I'm with Dawkins in believing we should, but it's not hard to see why people find the alternative attractive. A young couple in Kansas talked with great serenity about the recent death of their baby, born without kidneys, and were utterly convinced that they would one day be reunited. "They sincerely think they're gaining reassurance from their faith," concluded Dawkins sympathetically. But the flat truth was that they were reassured. They might be entirely wrong about what happens next, but since they're not going to be in a position to kick themselves for their credulity, it's hard to argue that they've lost out.
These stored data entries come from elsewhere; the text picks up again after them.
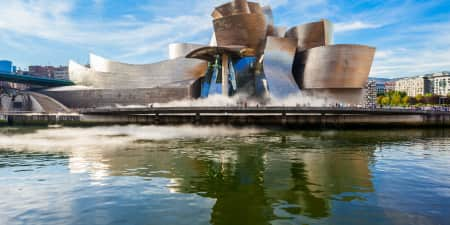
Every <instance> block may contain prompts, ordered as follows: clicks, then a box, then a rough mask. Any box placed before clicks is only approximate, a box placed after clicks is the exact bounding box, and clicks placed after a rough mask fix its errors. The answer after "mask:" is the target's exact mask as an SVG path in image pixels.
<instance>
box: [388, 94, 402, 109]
mask: <svg viewBox="0 0 450 225" xmlns="http://www.w3.org/2000/svg"><path fill="white" fill-rule="evenodd" d="M401 101H402V97H401V96H400V94H399V93H395V94H394V95H393V96H392V98H391V105H394V106H398V105H400V103H401Z"/></svg>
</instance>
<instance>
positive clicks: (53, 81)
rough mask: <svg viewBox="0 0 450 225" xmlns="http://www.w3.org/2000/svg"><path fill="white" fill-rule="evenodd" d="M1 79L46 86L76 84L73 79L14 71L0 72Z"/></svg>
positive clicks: (11, 81) (54, 86) (54, 85)
mask: <svg viewBox="0 0 450 225" xmlns="http://www.w3.org/2000/svg"><path fill="white" fill-rule="evenodd" d="M0 80H1V81H7V82H14V83H21V84H32V85H39V86H44V87H60V86H71V85H74V83H73V82H72V81H68V80H58V79H49V78H41V77H35V76H29V75H18V74H14V73H5V72H0Z"/></svg>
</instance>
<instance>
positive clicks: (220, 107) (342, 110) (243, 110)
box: [80, 107, 450, 115]
mask: <svg viewBox="0 0 450 225" xmlns="http://www.w3.org/2000/svg"><path fill="white" fill-rule="evenodd" d="M80 113H81V114H87V115H133V114H173V115H176V114H259V115H264V114H366V115H369V114H370V115H428V114H430V115H431V114H432V115H440V114H442V115H450V112H448V111H432V110H419V109H388V108H386V109H379V108H377V109H366V108H330V107H155V108H151V107H148V108H144V107H142V108H92V109H83V110H80Z"/></svg>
Dawkins also has a way of conflating "sentiment" with "illogic", which sometimes feels as if it's missing the point, because sentiment isn't dismayed by accusations of irrationality. It takes pride in it. That's partly what sentiment is for – to fill the gaps in our rational understanding that would otherwise let a chill wind blow around us. Again, I'm with Dawkins in preferring the breeze to the insulation, but I'm not optimistic about the prospects of getting everyone to give it up. You could argue (Dawkins almost certainly would) that evolution has just done too good a job in embedding such consolations within us.

He's certainly up to the task of offering an alternative, though. The second half of this thoughtful film concentrated on a scientific account of why we might have such a strong intuition that there is something in us besides physical matter and an exploration of genetic immortality. Dawkins had his own genome mapped (revealing, incidentally, that he's prone to runny earwax and can smell asparagus in his pee the day after eating it) and ended standing by the Dawkins family tomb in an English church, the inscription on the wall listing the ancestors who had contributed to his own unique collection of genes. He would like, he confessed, for the hard drive containing his own gene code to lie alongside his familial predecessors. A slightly illogical impulse that, but a reminder that we do get a kind of immortality in what we pass on to our children and they pass on to theirs. "I" might not be around to be aware of it – as in more well-established forms of afterlife – but it's enough for me.